【ペンシルベニア州ピッツバーグ発】ヤンキースの田中将大投手(28)は23日(日本時間24日)、軽めの調整だった。グラウンドではストレッチの後、キャッチボールのみ。次回登板は26日(同27日)に敵地で行われるレッドソックス戦の予定だ。昨季でもあまり経験のない中6日だが、登板間隔ごとの調整法はすでに確立している。3勝目へ向け着々だ。

 練習後、パイレーツ戦をベンチから見守った田中だが、敵軍のマウンドに上がっていたのは、かつての“パイセン”だった。
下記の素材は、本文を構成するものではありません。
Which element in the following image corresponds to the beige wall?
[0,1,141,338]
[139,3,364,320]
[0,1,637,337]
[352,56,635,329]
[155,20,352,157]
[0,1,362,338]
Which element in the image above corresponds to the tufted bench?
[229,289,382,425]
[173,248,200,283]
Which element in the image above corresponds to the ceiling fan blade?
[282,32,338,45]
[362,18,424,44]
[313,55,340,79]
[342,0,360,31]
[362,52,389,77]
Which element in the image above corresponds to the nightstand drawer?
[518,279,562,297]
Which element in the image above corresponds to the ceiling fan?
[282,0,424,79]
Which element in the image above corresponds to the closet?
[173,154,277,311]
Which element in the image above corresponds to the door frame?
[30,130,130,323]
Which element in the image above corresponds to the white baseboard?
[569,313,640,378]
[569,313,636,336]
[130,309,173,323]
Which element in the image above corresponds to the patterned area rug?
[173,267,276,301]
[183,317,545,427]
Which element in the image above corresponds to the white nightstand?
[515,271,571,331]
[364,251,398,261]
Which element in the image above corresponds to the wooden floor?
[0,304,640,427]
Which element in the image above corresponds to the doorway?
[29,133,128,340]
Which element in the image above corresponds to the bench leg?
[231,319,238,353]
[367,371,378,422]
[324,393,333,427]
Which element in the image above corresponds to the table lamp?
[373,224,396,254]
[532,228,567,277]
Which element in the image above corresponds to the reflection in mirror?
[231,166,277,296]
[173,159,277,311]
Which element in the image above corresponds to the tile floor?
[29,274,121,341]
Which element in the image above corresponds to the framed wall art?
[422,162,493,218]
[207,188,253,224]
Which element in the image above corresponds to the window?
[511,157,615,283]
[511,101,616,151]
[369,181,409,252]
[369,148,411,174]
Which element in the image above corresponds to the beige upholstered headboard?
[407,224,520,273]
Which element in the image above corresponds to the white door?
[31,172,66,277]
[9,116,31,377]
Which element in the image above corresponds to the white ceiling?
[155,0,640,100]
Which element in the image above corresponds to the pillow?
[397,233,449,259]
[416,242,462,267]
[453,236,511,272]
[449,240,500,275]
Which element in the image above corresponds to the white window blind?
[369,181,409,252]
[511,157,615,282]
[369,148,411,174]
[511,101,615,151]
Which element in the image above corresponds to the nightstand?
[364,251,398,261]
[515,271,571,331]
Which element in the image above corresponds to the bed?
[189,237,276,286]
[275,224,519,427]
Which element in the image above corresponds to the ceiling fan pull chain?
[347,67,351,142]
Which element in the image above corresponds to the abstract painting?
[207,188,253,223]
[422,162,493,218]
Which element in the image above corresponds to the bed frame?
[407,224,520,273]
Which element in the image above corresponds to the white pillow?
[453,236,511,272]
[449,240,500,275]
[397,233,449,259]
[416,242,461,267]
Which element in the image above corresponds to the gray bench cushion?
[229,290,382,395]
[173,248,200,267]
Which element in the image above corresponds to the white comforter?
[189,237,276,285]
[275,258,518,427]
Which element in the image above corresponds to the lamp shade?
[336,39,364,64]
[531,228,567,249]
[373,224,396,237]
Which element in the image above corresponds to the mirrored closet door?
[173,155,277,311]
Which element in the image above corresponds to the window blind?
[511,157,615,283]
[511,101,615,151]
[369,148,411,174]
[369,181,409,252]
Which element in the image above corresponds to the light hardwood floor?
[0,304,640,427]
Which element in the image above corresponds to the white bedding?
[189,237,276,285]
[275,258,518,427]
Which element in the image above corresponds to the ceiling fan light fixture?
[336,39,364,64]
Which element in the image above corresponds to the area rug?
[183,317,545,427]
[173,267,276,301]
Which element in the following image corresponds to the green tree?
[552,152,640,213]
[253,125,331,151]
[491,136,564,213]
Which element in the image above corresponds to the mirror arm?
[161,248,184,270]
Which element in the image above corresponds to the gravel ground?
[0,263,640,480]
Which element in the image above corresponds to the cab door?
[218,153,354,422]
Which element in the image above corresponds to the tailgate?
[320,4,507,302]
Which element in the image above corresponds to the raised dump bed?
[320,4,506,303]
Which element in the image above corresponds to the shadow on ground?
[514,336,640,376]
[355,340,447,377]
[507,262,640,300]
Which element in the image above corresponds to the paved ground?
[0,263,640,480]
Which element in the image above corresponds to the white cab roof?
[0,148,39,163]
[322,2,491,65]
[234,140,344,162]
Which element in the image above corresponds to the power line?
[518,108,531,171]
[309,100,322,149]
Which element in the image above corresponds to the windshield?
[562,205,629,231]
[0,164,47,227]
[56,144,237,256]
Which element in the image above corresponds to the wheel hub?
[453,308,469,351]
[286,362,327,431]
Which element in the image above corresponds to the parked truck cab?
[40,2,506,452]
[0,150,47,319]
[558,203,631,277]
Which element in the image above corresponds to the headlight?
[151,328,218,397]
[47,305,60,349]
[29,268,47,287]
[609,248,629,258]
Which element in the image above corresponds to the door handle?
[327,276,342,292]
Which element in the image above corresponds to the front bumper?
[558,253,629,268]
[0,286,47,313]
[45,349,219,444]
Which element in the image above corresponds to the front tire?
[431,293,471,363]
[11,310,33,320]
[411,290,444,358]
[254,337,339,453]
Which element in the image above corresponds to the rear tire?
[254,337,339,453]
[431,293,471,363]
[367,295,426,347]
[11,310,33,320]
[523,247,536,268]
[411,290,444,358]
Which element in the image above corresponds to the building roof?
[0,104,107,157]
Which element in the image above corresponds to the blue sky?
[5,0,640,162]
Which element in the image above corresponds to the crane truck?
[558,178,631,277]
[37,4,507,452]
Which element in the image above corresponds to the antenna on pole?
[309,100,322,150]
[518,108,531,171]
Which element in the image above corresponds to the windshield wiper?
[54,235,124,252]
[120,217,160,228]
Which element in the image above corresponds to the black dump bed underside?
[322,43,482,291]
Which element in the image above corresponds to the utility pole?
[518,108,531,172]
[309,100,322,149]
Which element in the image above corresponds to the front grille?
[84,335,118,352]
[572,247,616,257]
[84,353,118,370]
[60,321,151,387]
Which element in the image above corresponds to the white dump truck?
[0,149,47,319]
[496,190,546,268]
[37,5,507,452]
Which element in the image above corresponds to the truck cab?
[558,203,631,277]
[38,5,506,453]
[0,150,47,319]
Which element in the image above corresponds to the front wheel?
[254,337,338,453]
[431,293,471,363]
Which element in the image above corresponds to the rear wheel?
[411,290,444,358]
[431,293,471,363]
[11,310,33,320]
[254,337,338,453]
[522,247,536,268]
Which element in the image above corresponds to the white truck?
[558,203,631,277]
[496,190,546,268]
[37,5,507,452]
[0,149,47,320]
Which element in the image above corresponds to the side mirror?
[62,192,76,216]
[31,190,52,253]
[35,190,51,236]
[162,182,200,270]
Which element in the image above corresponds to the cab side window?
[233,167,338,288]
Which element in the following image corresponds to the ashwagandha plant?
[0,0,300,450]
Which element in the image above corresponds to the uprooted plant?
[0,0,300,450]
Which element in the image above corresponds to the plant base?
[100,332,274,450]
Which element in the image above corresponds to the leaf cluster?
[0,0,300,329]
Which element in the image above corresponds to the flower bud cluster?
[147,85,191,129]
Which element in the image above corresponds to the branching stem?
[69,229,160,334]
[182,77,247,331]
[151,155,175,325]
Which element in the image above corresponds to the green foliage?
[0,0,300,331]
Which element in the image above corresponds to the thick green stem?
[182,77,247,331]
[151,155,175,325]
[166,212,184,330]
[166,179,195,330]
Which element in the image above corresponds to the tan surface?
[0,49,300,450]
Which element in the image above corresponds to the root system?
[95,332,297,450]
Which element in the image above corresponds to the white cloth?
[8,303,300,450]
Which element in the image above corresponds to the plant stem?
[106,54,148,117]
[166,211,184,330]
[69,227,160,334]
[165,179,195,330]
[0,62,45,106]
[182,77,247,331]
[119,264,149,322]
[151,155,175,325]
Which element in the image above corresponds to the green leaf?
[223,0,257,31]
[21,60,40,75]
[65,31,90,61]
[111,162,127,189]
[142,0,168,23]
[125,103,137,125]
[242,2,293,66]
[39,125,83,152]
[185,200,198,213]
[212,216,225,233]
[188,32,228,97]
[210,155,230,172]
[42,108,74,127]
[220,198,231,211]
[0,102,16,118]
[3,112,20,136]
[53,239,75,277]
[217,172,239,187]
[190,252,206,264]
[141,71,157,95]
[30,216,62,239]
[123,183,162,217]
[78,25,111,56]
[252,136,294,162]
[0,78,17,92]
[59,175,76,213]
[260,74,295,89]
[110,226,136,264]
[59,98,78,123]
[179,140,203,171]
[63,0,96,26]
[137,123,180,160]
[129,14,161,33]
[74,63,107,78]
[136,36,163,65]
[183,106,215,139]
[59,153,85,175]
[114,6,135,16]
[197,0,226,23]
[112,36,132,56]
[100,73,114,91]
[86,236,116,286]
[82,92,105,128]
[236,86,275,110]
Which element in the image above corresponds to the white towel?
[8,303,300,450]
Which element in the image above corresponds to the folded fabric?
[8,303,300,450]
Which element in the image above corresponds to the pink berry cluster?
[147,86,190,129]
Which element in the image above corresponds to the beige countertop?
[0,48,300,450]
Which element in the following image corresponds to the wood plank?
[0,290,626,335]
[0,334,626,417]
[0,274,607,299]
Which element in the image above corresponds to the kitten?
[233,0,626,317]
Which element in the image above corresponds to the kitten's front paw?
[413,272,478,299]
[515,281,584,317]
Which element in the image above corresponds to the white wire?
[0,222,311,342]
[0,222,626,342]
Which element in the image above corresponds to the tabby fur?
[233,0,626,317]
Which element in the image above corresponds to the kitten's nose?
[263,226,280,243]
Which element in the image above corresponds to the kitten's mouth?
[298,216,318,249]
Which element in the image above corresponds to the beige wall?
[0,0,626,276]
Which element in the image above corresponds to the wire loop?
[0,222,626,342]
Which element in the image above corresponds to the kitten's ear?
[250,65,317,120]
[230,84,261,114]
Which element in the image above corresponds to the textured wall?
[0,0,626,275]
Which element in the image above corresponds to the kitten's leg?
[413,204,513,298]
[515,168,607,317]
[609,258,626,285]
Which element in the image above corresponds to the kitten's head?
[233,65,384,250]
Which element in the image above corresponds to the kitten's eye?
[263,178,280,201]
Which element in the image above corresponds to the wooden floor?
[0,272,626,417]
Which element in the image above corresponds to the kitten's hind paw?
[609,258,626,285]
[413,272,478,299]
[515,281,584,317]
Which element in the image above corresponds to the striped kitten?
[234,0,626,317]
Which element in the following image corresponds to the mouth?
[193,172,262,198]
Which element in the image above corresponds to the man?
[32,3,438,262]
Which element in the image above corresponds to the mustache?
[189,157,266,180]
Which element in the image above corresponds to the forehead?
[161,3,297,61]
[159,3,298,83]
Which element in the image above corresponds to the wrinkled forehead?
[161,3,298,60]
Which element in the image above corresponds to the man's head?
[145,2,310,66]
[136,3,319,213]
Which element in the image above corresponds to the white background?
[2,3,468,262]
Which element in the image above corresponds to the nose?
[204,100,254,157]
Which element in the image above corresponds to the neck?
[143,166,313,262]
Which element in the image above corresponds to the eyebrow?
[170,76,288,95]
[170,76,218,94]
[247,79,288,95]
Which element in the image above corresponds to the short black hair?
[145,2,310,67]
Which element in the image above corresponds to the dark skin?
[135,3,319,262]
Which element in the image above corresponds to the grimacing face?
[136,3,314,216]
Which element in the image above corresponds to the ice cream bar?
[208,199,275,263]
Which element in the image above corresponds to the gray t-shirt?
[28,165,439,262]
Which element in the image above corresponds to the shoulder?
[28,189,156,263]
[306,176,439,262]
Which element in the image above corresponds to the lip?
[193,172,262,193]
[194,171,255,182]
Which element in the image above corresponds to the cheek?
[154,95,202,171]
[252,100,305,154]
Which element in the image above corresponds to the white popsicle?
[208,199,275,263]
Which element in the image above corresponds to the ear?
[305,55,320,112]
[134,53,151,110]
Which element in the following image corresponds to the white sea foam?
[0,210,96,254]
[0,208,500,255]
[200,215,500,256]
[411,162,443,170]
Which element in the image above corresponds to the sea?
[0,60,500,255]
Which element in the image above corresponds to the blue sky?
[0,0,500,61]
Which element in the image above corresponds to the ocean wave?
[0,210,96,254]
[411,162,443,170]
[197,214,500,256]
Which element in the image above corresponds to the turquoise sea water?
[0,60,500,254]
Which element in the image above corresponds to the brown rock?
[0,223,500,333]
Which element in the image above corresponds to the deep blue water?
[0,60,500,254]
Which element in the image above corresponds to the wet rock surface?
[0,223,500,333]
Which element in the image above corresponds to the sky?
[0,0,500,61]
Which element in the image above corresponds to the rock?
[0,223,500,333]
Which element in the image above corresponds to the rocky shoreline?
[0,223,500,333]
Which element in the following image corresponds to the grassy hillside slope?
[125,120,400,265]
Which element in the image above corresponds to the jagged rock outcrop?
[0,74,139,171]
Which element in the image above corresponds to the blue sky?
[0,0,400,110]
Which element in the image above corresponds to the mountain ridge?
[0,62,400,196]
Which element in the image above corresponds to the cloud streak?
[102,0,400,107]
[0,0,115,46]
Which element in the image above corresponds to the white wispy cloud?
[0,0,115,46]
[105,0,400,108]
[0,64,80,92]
昨年途中までチームメートだった2つ年上の右腕ノバだ。

 ノバといえばメジャー移籍して間もない田中に何かと目をかけ、ふざけたり冗談を飛ばすなど気軽に接する一方、一投手としてリスペクト。自身のロッカーには日本語を読みやすく書いた紙を貼り覚えていたほどだった。日本メディアにも「ジャパニーズファミリー」と声をかける陽気な先輩だった。田中とはトレード直前の昨年7月末以来の対面だった。

 前日、ブルペン投球を終えベンチへ向かう田中にあいさつ代わりの強烈なゴロを投げつけたノバはガバッと熱い抱擁を交わした。田中は「久しぶり、みたいな感じなだけっすよ」と振り返っていたが、ノバには気持ちがこもっていた。

 そんな右腕はこの日、古巣相手に7回を4安打1失点、7三振の好投。試合も2―1で勝利し、自身に2勝目(2敗)がついた。敵としてノバの投球を見た田中は「あんまり見てなかったっす」と言いながらも「前回の登板では完投してたんですよね。いいピッチングでしたよね」。

 かつての同僚同士の対面は移籍が活発なメジャーでは当たり前の光景だが、ヤンキース移籍後、初めて絡んだ先輩だけに、違った思いもあったはず。次は田中が快投を披露する番だ。